“Si tratta di una bocciatura grave di cui il Governo e la maggioranza di centrosinistra si devono assumere la responsabilità, e che mortifica gravemente le aspettative dei contribuenti delle tre province di Siracusa, Ragusa e Catania, che continuano ad essere trattati come sudditi e non come cittadini, titolari di diritti e di doveri, di uno Stato civile e democratico”.
Così l’on. Nicola Bono (AN) ha commentato la decisione della Camera dei Deputati di respingere i due emendamenti presentati dallo stesso, uno finalizzato alla riduzione dal 30 al 10% dell’importo da pagare per la sanatoria dei tributi sospesi per il terremoto del 1990, e l’altro diretto all’annullamento dei ruoli esattoriali emessi illegittimamente.
“Il tentativo di mettere riparo all’assurda decisione del Senato di riaprire i termini del condono – ha proseguito Bono – facendo pagare il triplo di quello che la norma originaria prevedeva, è quindi fallito, ma non per questo è da considerarsi definitivamente tramontata la speranza di poter difendere i diritti dei cittadini. Una scelta, quella del Senato, che penalizza non solo i contribuenti che non avevano pagato a suo tempo i tributi, costretti a subire una grande disparità di trattamento, con una percentuale da pagare tre volte più alta di quella prevista in origine, ma che mortifica soprattutto i contribuenti onesti, che hanno onorato tutti i loro debiti tributari, e che si trovano esposti a pagare una ulteriore “tangente” allo Stato, pur di vedere chiuso un contenzioso tributario di cui non hanno alcuna responsabilità”.

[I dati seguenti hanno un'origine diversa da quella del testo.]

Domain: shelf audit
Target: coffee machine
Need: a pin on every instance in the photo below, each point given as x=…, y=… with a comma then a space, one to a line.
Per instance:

“Ancora più grave – ha aggiunto il deputato di AN – è apparsa inoltre la bocciatura dell’altro emendamento da me proposto per l’annullamento dei ruoli esattoriali. Una scelta incomprensibile non solo perché gli stessi uffici hanno sempre candidamente ammesso di avere emanato ruoli esattoriali alla cieca, non essendo in grado di conoscere chi aveva pagato e chi no tra i contribuenti delle tre province terremotate, ma anche alla luce della stessa decisione del Senato. Non si capisce, infatti, il senso di mantenere in vigore i ruoli emessi, carichi di errori e posizioni illegittime, che sono in procinto di scadere, malgrado la sospensione ottenuta dal 9 ottobre 2006, al 7 marzo 2007, in pendenza di una sanatoria i cui termini scadono il 31 dicembre 2007. Un vero paradosso, che comporterà come conseguenza che i contribuenti che volessero avvalersi del condono, da un lato pagheranno il 30% e, dall’altro, dovranno fare ugualmente ricorso contro i ruoli, che scadono nove mesi prima del termine ultimo per usufruire del condono stesso. Una cosa ridicola perché, a fronte del condono, i ruoli non hanno più senso e, semmai, dovrebbero essere emessi di nuovo dopo il 31 dicembre 2007, nei confronti unicamente dei contribuenti ancora morosi”.
“Un ulteriore pasticcio nel pasticcio – ha concluso Bono – di una situazione paradossale e contorta, il cui unico obiettivo sembra quello di perseguitare i cittadini indifesi e sempre più frastornati da una azione illogica e vessatoria. Anche per questo la manifestazione di sabato 24 febbraio presso la Camera di Commercio a Siracusa assume un’importanza ed una valenza ancora più rilevanti, poiché dalla individuazione degli strumenti di lotta e di protesta, dovrà scaturire la soluzione di una vicenda che è durata fin troppo e la cui conclusione, nell’interesse superiore dei cittadini coinvolti, non può che essere il definitivo annullamento dei ruoli esattoriali illegittimamente emessi per la riscossione dei tributi sospesi in seguito al terremoto del 1990”.